A man who shot dead an Indian student at close range will go on trial for murder.
Kiaran Stapleton, 21, admitted the manslaughter of Anuj Bidve, 23, on grounds of diminished responsibility but his plea was not accepted by the Crown Prosecution Service. He denies murder.
The defendant walked up to complete stranger Mr Bidve and gunned him down in Salford, Greater Manchester, in the early hours of Boxing Day last year.
Stapleton, who was wearing a grey jogging top and bottoms, was flanked in the glass-framed dock at Manchester Crown Court by four security guards.
He sat calmly throughout the plea and case management hearing with his hands clasped.
Mr Bidve's parents, Subhash and Yogini, were sat to the right of the dock, out of sight of the defendant. They listened intently as Stapleton gave his pleas and was remanded in custody ahead of the trial on June 25.
Mr Bidve was studying for a micro-electronics postgraduate qualification at Lancaster University after he arrived in the UK in September and was spending Christmas with friends in Manchester.

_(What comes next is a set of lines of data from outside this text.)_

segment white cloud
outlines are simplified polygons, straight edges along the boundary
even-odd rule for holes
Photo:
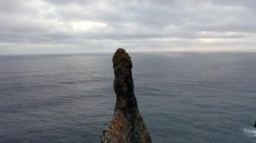
[[[1,1],[0,54],[256,50],[255,14],[254,0]]]

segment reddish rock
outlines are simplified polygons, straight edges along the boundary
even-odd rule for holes
[[[152,142],[134,95],[131,57],[119,48],[113,62],[117,101],[112,120],[100,135],[101,142]]]

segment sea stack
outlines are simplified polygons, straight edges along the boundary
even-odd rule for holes
[[[124,49],[119,48],[112,60],[117,101],[112,120],[100,135],[101,142],[152,142],[134,94],[131,57]]]

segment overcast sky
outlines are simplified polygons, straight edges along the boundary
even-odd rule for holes
[[[255,0],[0,0],[0,54],[256,50]]]

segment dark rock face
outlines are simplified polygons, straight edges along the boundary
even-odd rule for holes
[[[113,62],[117,101],[113,119],[100,135],[101,142],[152,142],[133,92],[131,57],[119,48]]]

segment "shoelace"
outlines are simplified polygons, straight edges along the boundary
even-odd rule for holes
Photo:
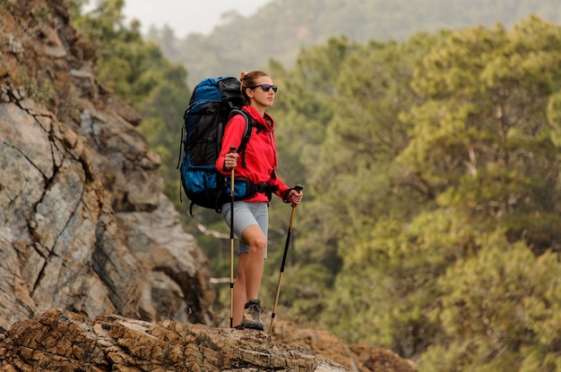
[[[259,319],[260,318],[260,316],[261,316],[261,306],[259,306],[257,304],[252,304],[252,305],[249,305],[247,309],[249,310],[249,314],[251,314],[251,317],[254,319]]]

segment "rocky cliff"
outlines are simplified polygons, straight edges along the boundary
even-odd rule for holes
[[[281,322],[220,328],[142,118],[95,66],[65,1],[0,1],[0,370],[414,370]]]

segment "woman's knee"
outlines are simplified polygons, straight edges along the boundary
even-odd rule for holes
[[[267,238],[261,231],[258,225],[251,225],[247,227],[243,234],[242,238],[244,242],[249,247],[249,251],[258,254],[265,254],[267,249]]]

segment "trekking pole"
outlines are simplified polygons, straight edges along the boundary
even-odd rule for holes
[[[236,152],[231,146],[229,152]],[[234,326],[234,168],[230,171],[229,208],[229,327]]]
[[[304,186],[296,185],[294,190],[301,191],[304,190]],[[280,294],[280,283],[282,282],[282,275],[284,274],[284,265],[287,261],[287,252],[289,251],[289,244],[290,242],[290,233],[292,232],[292,223],[294,222],[294,213],[296,212],[296,204],[292,203],[292,212],[290,212],[290,222],[289,223],[289,232],[287,232],[287,241],[284,245],[284,253],[282,255],[282,264],[280,264],[280,273],[279,274],[279,282],[277,283],[277,294],[274,299],[274,305],[272,307],[272,314],[271,315],[271,326],[269,326],[269,334],[272,332],[272,322],[275,317],[275,311],[277,310],[277,304],[279,303],[279,294]]]

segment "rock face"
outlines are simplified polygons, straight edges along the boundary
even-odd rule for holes
[[[0,1],[0,371],[414,371],[280,321],[216,327],[208,259],[65,4]]]
[[[88,320],[53,309],[16,324],[0,347],[3,371],[317,371],[349,369],[259,331],[119,316]],[[12,368],[12,369],[9,369]]]
[[[282,322],[275,329],[267,334],[171,320],[153,324],[117,315],[91,320],[51,309],[16,323],[4,334],[0,371],[416,370],[411,362],[384,349],[360,345],[355,353],[325,332],[294,332]],[[326,359],[325,353],[334,359]]]
[[[208,260],[65,4],[0,5],[0,330],[53,308],[210,325]]]

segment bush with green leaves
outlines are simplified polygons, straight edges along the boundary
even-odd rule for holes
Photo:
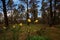
[[[50,40],[48,37],[43,36],[29,36],[27,40]]]

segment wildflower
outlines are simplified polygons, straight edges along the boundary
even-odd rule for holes
[[[20,23],[19,25],[22,26],[22,23]]]
[[[31,20],[30,20],[30,19],[28,19],[28,22],[31,22]]]
[[[38,22],[38,20],[35,20],[35,22],[37,23],[37,22]]]

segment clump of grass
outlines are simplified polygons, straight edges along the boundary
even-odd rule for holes
[[[29,36],[27,40],[50,40],[50,39],[44,36]]]

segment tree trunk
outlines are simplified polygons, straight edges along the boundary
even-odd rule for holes
[[[5,27],[8,27],[8,18],[7,18],[7,11],[6,11],[5,0],[2,0],[2,3],[3,3],[3,12],[4,12]]]
[[[29,19],[29,14],[28,14],[28,0],[27,0],[27,20]],[[27,21],[27,25],[29,25],[29,22]]]
[[[53,24],[52,0],[50,0],[50,22],[49,22],[49,25],[52,26],[52,24]]]
[[[54,19],[53,24],[56,24],[56,0],[54,0]]]

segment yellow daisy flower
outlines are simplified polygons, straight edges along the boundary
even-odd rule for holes
[[[13,28],[15,28],[16,26],[15,25],[13,25]]]
[[[6,29],[6,27],[3,27],[3,29]]]
[[[28,19],[28,22],[31,22],[31,20],[30,20],[30,19]]]

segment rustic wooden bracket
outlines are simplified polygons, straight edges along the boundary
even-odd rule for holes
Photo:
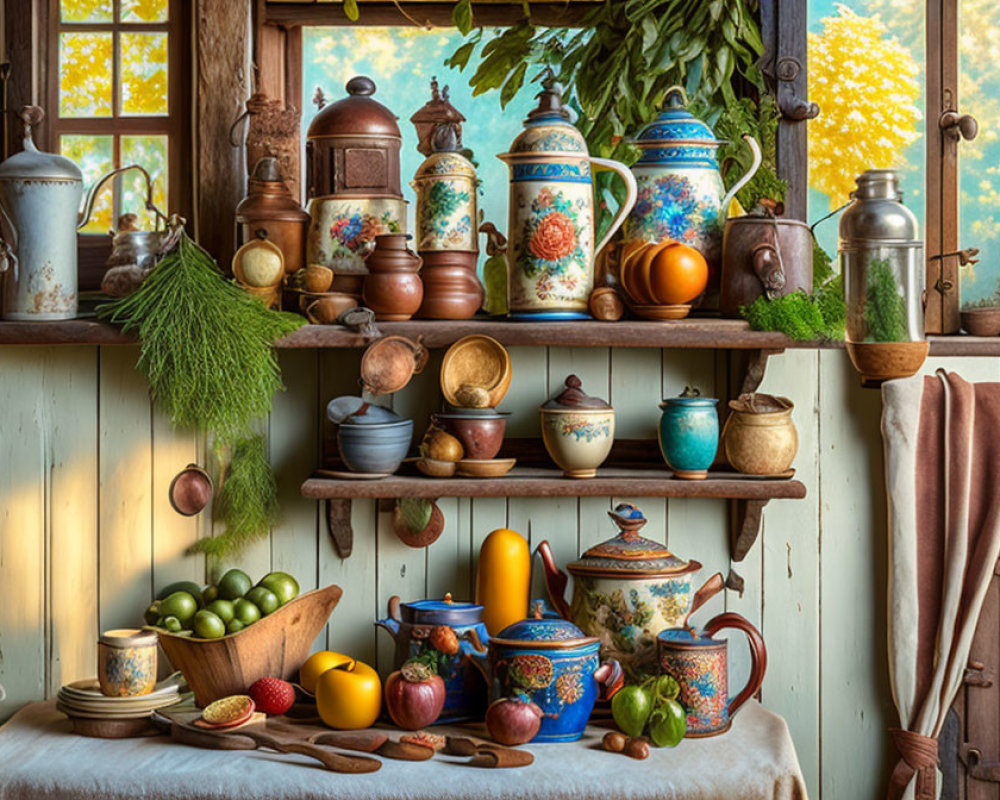
[[[760,535],[760,518],[767,500],[729,501],[729,557],[733,561],[746,558]]]
[[[354,549],[354,529],[351,528],[351,501],[326,501],[326,529],[333,540],[337,555],[347,558]]]

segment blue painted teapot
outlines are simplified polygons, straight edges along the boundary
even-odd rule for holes
[[[716,161],[725,142],[687,110],[683,88],[668,89],[659,116],[633,140],[642,155],[632,165],[638,188],[622,227],[626,245],[674,239],[695,248],[708,262],[710,290],[714,285],[717,291],[729,205],[761,162],[757,142],[749,135],[743,139],[753,152],[753,164],[727,192]]]
[[[624,677],[614,659],[603,663],[601,642],[572,622],[534,616],[508,625],[489,641],[489,647],[461,642],[490,686],[490,701],[527,697],[542,709],[542,723],[533,742],[574,742],[583,736],[598,695],[610,698]]]

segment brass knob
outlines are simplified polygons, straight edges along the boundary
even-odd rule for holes
[[[941,130],[954,138],[971,142],[979,134],[979,122],[972,114],[945,111],[938,119]]]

Following the hearing, Mr Bidve's family said in a statement: "We have made the journey from India to the United Kingdom because it was very important to us to hear, in person, Kiaran Stapleton's plea. This is the first time we have returned to the UK since Anuj was taken away from us on Boxing Day of last year, and the first time we have come face to face with the man charged with his murder, so clearly this is a very emotional and difficult time for us. We have today heard in person that Kiaran Stapleton admitted killing Anuj.
"We know there is tremendous amount of interest from the media both at home in India and here in the United Kingdom. As there will be a trial later this month, we cannot say anything further at this time and we would ask that the media respect both our privacy and the integrity of the court process. At the conclusion of the case, we will be happy to speak to the media. Thank you."
The trial, estimated to last up to 12 days, will be held at Manchester Crown Court.